Londra'da, Robert Milligan heykelinin bulunduğu alanın sahibi Canal ve River Vakfından yapılan açıklamada, heykelin "mümkün olan en kısa sürede" kaldırılması için ilgili taraflarla çalışıldığı duyuruldu.
Heykelin sökülmesi için imza kampanyası başlatan Tower Hamlets semti meclis üyesi Ehtasham Haque, heykelin varlığının insanlığa hakaret olduğunu belirterek, "Bir heykel, tarih eğitimini değil, o kişinin hayatını yüceltmeyi ve onurlandırmayı temsil eder" dedi.

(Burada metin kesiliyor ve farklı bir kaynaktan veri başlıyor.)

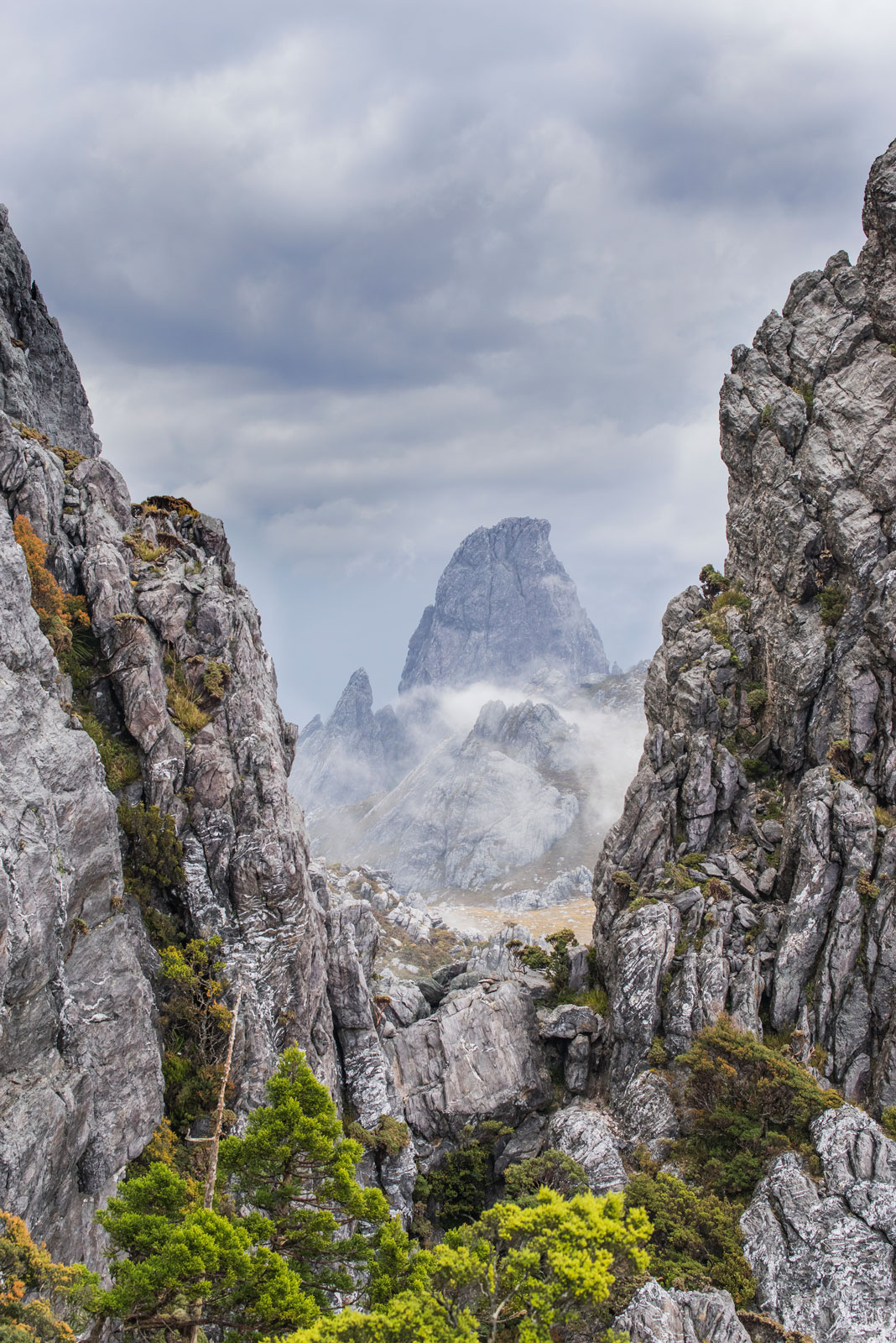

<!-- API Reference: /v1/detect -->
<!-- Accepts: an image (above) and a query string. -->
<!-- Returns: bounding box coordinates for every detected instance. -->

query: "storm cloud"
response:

"Son nefesini verene kadar asla durmadı"
Robert Milligan'ın köleliği ve insanlık dışı muameleleri temsil ettiğini vurgulayan Haque, "Her gün yapılan tecavüzler, hakaretler, iğrenç muameleleri düşünün. Bunlar (köleler) son nefesini verene kadar asla durmadı" dedi.
1895'te yapılan ve Londra Docklands Müzesi'nin dışında bulunan heykel, uzun süredir tartışma konusuydu. 1746'da doğan Milligan, servetini sadece köle ticaretinden değil, aynı zamanda Jamaika'da 500'den fazla kölenin çalıştırıldığı 2 şeker plantasyonundan da elde etmişti.
Edward Colston'un heykelini nehre atmışlardı
İngiltere'nin Bristol kentinde ırkçılık karşıtı gösteri düzenleyenler, 7 Haziran'da, 17'nci yüzyıl köle tacirlerinden Edward Colston'un heykelini devirerek nehre atmıştı.
Polis heykelin yıkılmasıyla ilgili soruşturma başlatırken, başkent Londra'daki eski Başbakan Winston Churchill'in heykeli de saldırıya uğramıştı. Churchill adının çizildiği heykelin kaidesine de "Bir ırkçıydı" ifadesi yazılmıştı.
"Hayvan gibi bir dine sahip, hayvan gibi bir halk"
Beyaz ırkın daha üstün olduğunu savunan Churchill, Hintliler için "Hayvan gibi bir dine sahip, hayvan gibi bir halk" demişti.
Winston Churchill, "gelişmemiş ırk" olarak tanımladığı Kürtler ve Afganlar için de "Gaz kullanımı hakkındaki bu alçakgönüllülüğü anlayamıyorum. Medeni olmayan kabilelere karşı zehirli gaz kullanmayı güçlü bir şekilde destekliyorum." ifadesini kullanmıştı.
1. Dünya Savaşı'nda Osmanlı askerlerine karşı da hardal gazı kullanılmasını isteyen Churchill'in, 1943 yılında Bengal'de 3-10 milyon arasında kişinin ölmesine neden olan kıtlıkta sorumluluğu bulunduğu da belirtiliyor.